Santander wyliczył, że w przypadku ugód na warunkach zaproponowanych przez szefa Komisji Nadzoru Finansowego (KNF) poniósłby z tego tytułu koszty w wysokości 3,5 mld zł.
To przy założeniu, że 100 proc. aktualnych kredytobiorców dokona przewalutowania. Kalkulacja została wykonana według kursu wymiany franka na poziomie 4,15 zł.
Czytaj więcej: Banki odkładają kolejne setki milionów złotych na pozwy frankowiczów. Co z ugodami?
Propozycja przewodniczącego KNF jest obecnie przedmiotem analizy wewnątrz banku oraz w ramach zespołu złożonego z przedstawicieli banków. Prowadzone są również konsultacje z KNF oraz Ministerstwem Finansów.
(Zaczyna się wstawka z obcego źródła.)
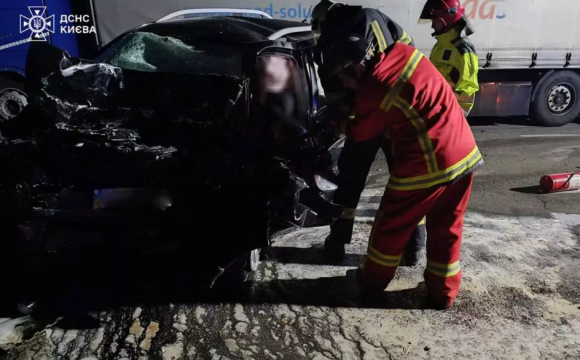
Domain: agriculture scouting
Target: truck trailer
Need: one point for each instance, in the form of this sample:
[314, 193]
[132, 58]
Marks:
[529, 51]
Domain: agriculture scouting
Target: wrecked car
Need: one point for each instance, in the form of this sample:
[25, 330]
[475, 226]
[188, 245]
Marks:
[160, 145]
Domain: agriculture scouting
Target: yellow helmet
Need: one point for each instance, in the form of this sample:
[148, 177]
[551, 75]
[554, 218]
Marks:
[319, 15]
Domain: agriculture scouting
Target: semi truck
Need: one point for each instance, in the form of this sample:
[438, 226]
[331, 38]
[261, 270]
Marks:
[529, 51]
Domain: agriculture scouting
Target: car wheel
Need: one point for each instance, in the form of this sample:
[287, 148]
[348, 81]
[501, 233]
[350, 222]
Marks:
[239, 271]
[13, 99]
[557, 100]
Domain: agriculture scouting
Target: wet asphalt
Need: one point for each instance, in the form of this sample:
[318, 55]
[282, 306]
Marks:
[517, 154]
[300, 302]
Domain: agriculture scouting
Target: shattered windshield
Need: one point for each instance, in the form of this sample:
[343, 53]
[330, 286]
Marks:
[145, 51]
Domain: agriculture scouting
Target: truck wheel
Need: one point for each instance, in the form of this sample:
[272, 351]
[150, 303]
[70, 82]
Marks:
[13, 99]
[557, 100]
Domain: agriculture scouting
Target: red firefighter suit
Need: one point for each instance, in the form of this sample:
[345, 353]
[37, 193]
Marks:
[431, 168]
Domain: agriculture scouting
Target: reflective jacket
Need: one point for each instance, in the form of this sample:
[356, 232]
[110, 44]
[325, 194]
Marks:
[455, 57]
[377, 27]
[404, 97]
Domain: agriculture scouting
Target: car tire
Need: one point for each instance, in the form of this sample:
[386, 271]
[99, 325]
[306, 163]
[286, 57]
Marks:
[557, 99]
[239, 271]
[13, 98]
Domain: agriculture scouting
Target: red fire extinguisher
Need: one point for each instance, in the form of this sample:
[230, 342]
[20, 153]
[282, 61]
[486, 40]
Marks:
[560, 182]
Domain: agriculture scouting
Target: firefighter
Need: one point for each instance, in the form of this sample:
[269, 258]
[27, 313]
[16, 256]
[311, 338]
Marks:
[453, 54]
[401, 95]
[330, 19]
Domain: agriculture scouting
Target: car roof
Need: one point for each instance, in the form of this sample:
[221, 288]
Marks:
[230, 28]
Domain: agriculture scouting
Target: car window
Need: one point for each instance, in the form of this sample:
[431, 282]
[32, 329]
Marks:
[145, 51]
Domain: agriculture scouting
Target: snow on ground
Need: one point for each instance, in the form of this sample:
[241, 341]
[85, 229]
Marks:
[520, 299]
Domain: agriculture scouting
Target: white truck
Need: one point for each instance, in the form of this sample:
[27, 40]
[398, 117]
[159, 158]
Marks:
[529, 50]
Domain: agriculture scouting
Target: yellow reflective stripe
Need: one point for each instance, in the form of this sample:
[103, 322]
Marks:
[446, 175]
[406, 74]
[405, 38]
[421, 127]
[385, 260]
[348, 213]
[379, 35]
[443, 270]
[465, 98]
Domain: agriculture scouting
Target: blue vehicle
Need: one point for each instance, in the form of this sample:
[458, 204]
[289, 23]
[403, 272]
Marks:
[80, 27]
[24, 21]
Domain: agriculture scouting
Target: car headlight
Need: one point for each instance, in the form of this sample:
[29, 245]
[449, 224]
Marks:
[324, 184]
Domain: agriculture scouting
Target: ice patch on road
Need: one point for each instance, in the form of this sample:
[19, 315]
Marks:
[520, 298]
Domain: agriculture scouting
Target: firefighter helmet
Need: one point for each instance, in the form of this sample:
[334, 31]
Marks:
[448, 12]
[319, 15]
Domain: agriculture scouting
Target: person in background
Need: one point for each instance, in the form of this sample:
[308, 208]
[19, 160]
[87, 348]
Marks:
[329, 21]
[453, 54]
[400, 94]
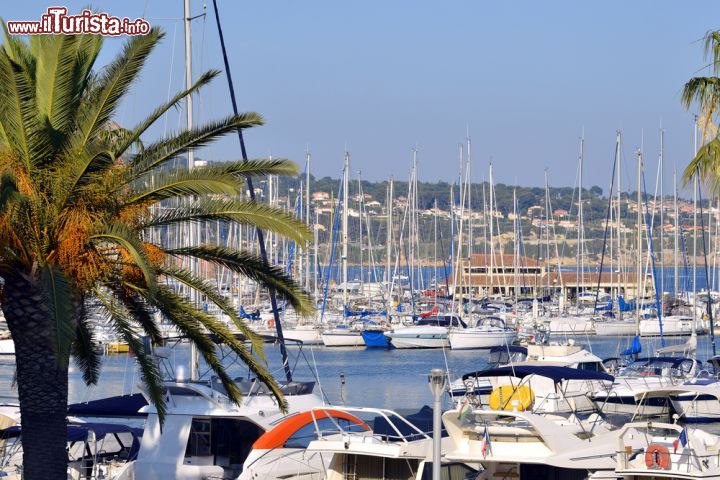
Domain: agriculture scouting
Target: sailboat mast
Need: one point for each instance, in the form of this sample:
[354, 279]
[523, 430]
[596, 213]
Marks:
[579, 273]
[307, 219]
[639, 246]
[620, 276]
[388, 245]
[677, 233]
[194, 358]
[490, 220]
[695, 180]
[346, 171]
[469, 194]
[662, 214]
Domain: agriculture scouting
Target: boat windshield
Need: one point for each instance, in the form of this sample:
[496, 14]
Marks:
[503, 356]
[658, 367]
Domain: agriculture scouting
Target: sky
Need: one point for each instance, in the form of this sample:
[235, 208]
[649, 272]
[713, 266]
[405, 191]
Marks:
[525, 79]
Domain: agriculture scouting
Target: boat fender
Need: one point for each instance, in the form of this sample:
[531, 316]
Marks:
[657, 456]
Straty wyliczone przez Santander są nieco mniejsze niż innych dużych banków, które już wcześniej prezentowały podobne szacunki. PKO BP mówił o 6,1-6,7 mld zł, mBank o 4,7-5,4 mld zł, a Millennium o 4,1-5,1 mld zł.
Decyzja przed nami
"Bank Santander planuje przeprowadzić w pierwszej połowie 2021 roku testy zawierania tego rodzaju ugód. W zależności od wyników testów możliwe są dalsze kroki postępowania, takie jak pilotaż na wybranej próbie kredytobiorców, a całościowy wynik prac będzie stanowił istotny wkład do podjęcia decyzji odnośnie przystąpienia do zawierania ugód w szerszym wymiarze" - czytamy w komunikacie.
"Z uwagi na potencjalną skalę wpływu decyzji co do przystąpienia do zawierania ugód na sytuację finansową grupy wymagana będzie zgoda walnego zgromadzenia akcjonariuszy" - dodano.
Według stanu na koniec grudnia 2020 roku grupa Santander miała przed sądem 4189 spraw dotyczących kredytów frankowych. Roszczenia w nich opiewały na 847 mln zł.
Na ewentualne przegrane bank musi odkładać pieniądze w postaci tzw. rezerw. Na koniec ubiegłego roku wynosiły 325 mln zł. Rezerwy portfelowe na ryzyko prawne wyniosły 278 mln zł.